# Identifying disk from ata number

## plink212

I have a problem with one of my disks and am trying to work out which one.

The problem is that I have 6 identical ones and need the serial number to work out which one it is.

```
Aug 14 04:34:19 mail kernel: ata3.00: exception Emask 0x0 SAct 0x1 SErr 0x0 action 0x0

Aug 14 04:34:19 mail kernel: ata3.00: irq_stat 0x40000008

Aug 14 04:34:19 mail kernel: ata3.00: failed command: READ FPDMA QUEUED

Aug 14 04:34:19 mail kernel: ata3.00: cmd 60/80:00:71:10:3c/03:00:00:00:00/40 tag 0 ncq 458752 in

Aug 14 04:34:19 mail kernel: ata3.00: status: { DRDY ERR }

Aug 14 04:34:19 mail kernel: ata3.00: error: { UNC }

Aug 14 04:34:19 mail kernel: ata3.00: configured for UDMA/133

Aug 14 04:34:19 mail kernel: ata3: EH complete

```

how do i convert this ata number back into the respective sd* so that I can get the serial number from the drive

Tim

----------

## idella4

plink212;  

 *Quote:*   

> 
> 
>  and need the serial number to work out which one it is
> 
> 

 

You need the serial number of the drive to work out which drive??  I really don't quite follow. 
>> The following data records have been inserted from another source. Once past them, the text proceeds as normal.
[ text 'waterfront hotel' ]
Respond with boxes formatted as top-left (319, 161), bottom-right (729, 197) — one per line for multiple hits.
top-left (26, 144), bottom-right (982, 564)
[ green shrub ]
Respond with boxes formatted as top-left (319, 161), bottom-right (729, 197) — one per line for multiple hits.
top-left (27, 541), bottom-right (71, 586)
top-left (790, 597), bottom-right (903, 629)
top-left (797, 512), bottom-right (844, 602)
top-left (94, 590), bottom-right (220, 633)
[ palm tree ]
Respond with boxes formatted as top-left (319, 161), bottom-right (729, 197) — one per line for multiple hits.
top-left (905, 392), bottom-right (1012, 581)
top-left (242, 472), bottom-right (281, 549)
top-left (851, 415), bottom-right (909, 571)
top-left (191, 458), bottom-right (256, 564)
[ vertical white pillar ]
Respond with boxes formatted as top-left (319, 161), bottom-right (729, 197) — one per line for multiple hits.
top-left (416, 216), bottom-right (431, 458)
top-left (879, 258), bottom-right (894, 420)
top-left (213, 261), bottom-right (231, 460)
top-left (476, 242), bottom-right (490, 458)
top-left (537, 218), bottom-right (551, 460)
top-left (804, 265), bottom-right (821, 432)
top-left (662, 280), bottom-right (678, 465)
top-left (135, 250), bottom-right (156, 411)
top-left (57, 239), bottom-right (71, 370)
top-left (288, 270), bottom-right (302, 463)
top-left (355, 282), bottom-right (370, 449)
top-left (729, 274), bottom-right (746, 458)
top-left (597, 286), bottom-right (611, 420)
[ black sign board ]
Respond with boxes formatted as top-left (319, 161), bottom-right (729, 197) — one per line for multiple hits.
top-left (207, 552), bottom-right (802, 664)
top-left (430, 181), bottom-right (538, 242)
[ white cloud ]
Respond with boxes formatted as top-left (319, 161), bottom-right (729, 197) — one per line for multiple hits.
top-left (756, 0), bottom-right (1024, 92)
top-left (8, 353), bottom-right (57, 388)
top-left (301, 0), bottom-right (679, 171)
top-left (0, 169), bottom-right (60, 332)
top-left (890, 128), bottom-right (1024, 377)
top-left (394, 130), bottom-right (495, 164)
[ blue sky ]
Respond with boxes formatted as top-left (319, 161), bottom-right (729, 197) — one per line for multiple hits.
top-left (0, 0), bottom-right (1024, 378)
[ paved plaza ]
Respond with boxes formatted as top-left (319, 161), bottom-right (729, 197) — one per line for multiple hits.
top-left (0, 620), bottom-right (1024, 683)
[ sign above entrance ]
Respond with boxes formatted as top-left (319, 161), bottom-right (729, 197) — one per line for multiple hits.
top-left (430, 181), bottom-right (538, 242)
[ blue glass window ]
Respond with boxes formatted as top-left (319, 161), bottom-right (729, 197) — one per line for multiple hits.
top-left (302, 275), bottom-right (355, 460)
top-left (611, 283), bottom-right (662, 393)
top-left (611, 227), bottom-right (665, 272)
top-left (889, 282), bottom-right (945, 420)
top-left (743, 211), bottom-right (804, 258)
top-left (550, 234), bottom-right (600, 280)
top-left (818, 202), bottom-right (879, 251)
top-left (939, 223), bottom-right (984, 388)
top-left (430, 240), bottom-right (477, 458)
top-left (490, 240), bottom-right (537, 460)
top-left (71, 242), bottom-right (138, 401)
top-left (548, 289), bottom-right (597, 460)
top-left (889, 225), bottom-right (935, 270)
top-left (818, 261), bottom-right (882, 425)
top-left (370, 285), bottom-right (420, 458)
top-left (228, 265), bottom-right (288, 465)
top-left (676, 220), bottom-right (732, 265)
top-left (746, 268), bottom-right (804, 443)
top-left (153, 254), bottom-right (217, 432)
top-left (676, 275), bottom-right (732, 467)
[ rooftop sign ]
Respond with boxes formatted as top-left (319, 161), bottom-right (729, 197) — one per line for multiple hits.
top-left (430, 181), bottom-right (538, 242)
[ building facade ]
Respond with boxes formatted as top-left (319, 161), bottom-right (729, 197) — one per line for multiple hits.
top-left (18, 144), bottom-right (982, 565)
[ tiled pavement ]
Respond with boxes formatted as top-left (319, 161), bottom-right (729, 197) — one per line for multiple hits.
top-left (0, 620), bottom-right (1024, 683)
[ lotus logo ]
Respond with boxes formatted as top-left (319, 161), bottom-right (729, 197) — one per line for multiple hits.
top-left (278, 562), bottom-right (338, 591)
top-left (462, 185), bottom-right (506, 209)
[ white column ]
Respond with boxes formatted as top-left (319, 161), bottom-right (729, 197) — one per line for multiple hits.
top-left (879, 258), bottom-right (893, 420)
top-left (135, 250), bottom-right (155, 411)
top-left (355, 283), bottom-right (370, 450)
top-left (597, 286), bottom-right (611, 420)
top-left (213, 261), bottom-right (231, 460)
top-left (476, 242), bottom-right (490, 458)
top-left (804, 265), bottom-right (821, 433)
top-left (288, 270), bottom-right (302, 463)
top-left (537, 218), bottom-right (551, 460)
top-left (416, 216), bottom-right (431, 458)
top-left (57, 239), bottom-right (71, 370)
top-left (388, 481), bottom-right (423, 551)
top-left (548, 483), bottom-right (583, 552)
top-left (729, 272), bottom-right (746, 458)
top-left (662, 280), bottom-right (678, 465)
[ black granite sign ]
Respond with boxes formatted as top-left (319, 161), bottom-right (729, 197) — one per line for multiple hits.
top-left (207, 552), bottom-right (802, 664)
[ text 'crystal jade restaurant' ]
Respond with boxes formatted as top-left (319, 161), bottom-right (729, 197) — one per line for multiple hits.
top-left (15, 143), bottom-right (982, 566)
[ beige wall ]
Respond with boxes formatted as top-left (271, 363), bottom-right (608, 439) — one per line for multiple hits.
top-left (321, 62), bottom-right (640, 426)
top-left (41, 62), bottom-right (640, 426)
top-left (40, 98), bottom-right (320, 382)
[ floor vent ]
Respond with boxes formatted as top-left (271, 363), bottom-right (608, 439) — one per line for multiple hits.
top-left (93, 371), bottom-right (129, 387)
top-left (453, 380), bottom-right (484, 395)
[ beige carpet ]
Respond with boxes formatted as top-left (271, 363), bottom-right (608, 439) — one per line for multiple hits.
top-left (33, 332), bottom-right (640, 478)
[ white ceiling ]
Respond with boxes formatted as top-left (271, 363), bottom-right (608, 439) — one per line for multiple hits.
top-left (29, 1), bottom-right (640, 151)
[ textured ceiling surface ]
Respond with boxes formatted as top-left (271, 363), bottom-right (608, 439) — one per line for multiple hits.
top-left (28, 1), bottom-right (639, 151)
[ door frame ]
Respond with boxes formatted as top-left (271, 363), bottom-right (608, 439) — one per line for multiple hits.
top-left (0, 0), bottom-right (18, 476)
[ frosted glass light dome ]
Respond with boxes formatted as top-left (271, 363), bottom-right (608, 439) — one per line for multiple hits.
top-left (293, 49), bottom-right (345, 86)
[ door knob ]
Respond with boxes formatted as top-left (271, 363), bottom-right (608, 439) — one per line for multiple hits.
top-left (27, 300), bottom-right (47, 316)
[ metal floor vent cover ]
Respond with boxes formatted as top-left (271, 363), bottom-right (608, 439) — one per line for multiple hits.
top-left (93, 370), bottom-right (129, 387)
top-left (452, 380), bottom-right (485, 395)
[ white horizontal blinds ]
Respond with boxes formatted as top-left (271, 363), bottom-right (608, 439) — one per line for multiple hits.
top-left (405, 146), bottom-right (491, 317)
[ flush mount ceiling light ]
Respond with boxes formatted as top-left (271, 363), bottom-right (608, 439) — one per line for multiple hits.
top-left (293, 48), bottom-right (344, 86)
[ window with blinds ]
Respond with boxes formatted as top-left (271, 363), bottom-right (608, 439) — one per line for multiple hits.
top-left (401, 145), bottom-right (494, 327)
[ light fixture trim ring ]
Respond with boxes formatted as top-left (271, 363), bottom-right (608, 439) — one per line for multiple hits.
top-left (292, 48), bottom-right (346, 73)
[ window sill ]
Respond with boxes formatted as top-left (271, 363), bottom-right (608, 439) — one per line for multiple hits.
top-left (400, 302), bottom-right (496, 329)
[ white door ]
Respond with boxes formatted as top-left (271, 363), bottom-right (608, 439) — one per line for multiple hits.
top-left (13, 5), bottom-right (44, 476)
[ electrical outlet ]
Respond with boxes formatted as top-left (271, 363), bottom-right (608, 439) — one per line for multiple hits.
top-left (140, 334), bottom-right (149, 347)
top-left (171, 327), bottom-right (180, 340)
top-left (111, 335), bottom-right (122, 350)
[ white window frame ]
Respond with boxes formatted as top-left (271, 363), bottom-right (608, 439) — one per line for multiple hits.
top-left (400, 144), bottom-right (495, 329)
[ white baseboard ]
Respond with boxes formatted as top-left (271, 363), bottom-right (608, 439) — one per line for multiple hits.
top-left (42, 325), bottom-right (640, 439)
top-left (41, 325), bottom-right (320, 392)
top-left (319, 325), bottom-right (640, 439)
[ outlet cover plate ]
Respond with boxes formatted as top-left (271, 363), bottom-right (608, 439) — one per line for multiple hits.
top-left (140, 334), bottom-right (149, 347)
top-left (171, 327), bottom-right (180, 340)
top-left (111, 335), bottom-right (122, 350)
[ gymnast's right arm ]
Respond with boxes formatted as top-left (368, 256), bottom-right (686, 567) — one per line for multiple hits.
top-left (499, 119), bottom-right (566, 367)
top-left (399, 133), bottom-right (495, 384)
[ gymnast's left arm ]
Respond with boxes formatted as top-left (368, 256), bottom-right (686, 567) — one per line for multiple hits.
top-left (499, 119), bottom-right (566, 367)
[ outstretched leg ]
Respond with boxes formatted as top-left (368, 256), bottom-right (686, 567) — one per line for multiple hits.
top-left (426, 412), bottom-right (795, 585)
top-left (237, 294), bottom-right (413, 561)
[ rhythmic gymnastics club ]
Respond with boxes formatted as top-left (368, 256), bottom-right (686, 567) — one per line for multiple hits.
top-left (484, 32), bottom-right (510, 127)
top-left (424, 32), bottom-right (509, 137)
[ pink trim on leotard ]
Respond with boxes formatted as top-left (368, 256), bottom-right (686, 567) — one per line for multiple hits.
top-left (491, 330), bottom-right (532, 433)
Do you mean you need to work out which it is to observe the serial number?

 Have you tried lspci -v?

There's a package called smartmontools that might work for you.

What causes you to conclude a drive is troublesome?

----------

## plink212

I have six identical seagate 1.5tb drives all with the same model number.

The drive with id ata3 is causing the raid array to lockup.

I need to work out which one of the 6 drives ata3 is so that I can replace it.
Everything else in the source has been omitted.